No quintal da memória

A chuva colocou à prova os planos de Thais. Tudo que ela mais queria era se entregar ao sofá depois de um dia cheio no escritório. No entanto, nada está tão ruim que não possa piorar.

Com as sapatilhas afogadas em uma poça sem o aconchego de um guarda-chuva, ela se viu refém daquele chuveiro celestial a dois quarteirões do trabalho.

Thaís se sentiu invadida pelas gotas que percorriam lugares inimagináveis. Imóvel, a mulher assistia à chuva derreter seus pensamentos. Pela correnteza derramada nos bueiros, ela navegou pelas suas fotografias antigas.

Quando menina, Thais corria para o jardim em dias de chuva escondida da mãe. Enquanto as gotas penteavam seus cachos, ela abria os braços e rodava. Com os olhos fechados, ela fazia um pedido e a água plantaria na terra o seu desejo.

Flutuando pelas lembranças e prestes a fazer sua rogativa, um grito parte da esquina e tira Thaís do seu quintal da memória.

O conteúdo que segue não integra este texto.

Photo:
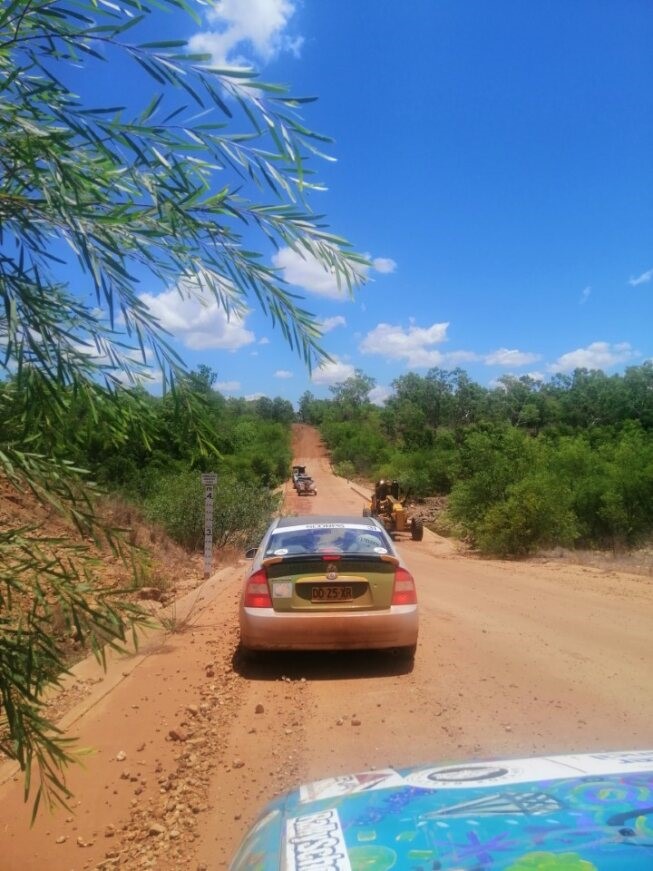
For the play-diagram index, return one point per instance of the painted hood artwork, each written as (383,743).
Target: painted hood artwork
(588,812)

Embaixo de uma marquise, um homem acenava.

Embaraçada pelo flagrante, ela seguiu em direção ao abrigo.

Quando se aproximou, a mulher se surpreende.  A chuva teria realizado seu desejo antes mesmo do ponto final. Aquele cara parecia ser bem mais interessante que seus planos iniciais de misto-quente e TV.

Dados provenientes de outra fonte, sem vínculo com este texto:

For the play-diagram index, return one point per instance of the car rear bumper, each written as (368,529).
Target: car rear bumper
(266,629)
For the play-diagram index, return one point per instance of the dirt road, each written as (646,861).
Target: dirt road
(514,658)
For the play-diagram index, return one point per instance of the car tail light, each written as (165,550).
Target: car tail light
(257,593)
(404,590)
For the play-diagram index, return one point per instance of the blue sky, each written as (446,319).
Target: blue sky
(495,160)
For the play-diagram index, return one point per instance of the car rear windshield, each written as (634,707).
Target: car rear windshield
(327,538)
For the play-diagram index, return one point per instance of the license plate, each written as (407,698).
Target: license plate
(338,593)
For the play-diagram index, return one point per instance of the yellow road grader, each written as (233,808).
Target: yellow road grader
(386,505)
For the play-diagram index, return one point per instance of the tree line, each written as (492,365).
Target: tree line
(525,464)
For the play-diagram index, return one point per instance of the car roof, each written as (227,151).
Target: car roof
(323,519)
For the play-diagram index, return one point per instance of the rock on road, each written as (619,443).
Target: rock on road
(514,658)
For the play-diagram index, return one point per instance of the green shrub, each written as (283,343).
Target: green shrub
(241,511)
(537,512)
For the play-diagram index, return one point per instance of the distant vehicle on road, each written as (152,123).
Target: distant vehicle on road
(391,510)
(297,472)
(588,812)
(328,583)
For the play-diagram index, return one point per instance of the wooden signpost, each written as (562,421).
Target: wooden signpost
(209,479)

Enquanto ele reclama da chuva, ela agradece pela gentileza de ceder um lugar naquela marquise tão pequena. Entre sorrisos amigáveis e comentários regados ao bom-humor, eles se apresentam e cumprem toda a pauta de um tradicional papo de elevador. O homem fala sobre amenidades e ela não consegue disfarçar sua curiosidade pelos mínimos detalhes da vida dele.

Ela comenta sobre a infância. Ele fala sobre a estreia de um seriado. Eles transformam aquele pequeno espaço coberto em um primeiro encontro.

Então, a chuva desistiu e, enfim, secou.

No momento em que ela criava coragem para dar seu telefone, ele sorri para o outro lado da esquina.

Um par de pernas embrulhada em uma meia-calça chega e beija o homem na boca. Como uma amante traída, Thaís testemunha o encontro. Seu olhar nadava em busca de uma explicação para aquela traição que só existia na cabeça dela.

Ela reconhece os traços familiares daquela mulher, traços de quem ela vê diariamente.

O casal se desvencilha do abraço, Thais sorri para sua colega de trabalho e finaliza aquele desconforto com um até logo e muito prazer.

Molhada da cabeça aos pés, ela recebe um carinho gelado do vento. Ele sopra em seus ouvidos um decreto: chuva não realiza desejo. É tudo mentira da infância.